This Thursday 2nd of April at 15:00 hrs we will have a talk in our seminar’s sessions. This time, Szymon Klarman will talk about “From one- to multi-dimensional Description Logics: capturing comparison class-relativity of concept interpretations” (abstract follows; draft available). After the talk, further discussions about the topic and other dynamic business can take place with some drinks!

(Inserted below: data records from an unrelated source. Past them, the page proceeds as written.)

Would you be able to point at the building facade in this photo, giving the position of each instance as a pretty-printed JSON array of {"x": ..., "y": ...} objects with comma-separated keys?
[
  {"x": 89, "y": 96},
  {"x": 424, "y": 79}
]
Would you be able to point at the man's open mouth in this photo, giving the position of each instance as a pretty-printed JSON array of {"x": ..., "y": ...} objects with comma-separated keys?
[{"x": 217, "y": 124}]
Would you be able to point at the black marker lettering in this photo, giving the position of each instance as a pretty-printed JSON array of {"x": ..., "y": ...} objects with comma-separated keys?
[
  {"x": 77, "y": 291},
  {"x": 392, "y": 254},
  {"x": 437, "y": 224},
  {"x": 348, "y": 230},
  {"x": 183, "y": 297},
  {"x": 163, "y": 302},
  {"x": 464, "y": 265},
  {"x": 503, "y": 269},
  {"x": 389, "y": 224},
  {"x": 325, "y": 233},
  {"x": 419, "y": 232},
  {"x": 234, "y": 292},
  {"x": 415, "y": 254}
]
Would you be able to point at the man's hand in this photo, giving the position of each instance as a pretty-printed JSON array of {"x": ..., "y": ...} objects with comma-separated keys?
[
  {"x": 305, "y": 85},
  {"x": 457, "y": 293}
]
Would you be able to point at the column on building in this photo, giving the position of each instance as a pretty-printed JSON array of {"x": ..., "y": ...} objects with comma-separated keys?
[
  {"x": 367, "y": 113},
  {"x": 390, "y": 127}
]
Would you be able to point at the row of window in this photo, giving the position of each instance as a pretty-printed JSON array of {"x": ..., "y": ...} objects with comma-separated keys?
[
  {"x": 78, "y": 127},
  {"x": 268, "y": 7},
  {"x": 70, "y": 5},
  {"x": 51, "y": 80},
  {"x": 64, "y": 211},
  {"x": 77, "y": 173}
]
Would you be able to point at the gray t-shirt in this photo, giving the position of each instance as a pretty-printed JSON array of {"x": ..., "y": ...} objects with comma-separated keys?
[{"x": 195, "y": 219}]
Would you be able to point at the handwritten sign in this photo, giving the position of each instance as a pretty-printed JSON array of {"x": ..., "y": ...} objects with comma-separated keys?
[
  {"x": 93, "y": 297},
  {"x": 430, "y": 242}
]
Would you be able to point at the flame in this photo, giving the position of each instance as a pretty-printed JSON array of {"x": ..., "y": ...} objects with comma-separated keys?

The meeting will take place in room 3.27 of the P building (Euclides).
Abstract
Description Logic (DL) is a family of knowledge representation formalisms with a rapidly growing number of practical applications varying from Semantic Web to medical knowledge systems, to legal expert systems. Formally DL is a subset of first-order logic and, in the case of its basic ALC language, also a notational variant of the multimodal logic K. In its one-dimensional core it offers a toolkit of expressive means perfectly suited for representing terminological and assertional knowledge about a domain under consideration, under an implicit proviso, that such knowledge is static, definite and unambiguous. Alas, many recent applications have to go beyond that, requiring formal mechanisms for handling uncertainty, vagueness, context-sensitivity, and many other similar phenomena inherent to real-world knowledge. One way of extending the expressive power of the DL framework in the desired direction leads through introducing additional modal dimensions into the logics. In this talk I will discuss a part of ongoing work aimed at employing this strategy in order to capture comparison class-relativity of concept interpretations (i.e. a type of context-sensitivity) as encountered, for instance, in the natural use of predicates tall, short, big, small, etc. (e.g.: London is the biggest city in Europe, but it is not the biggest city in the world).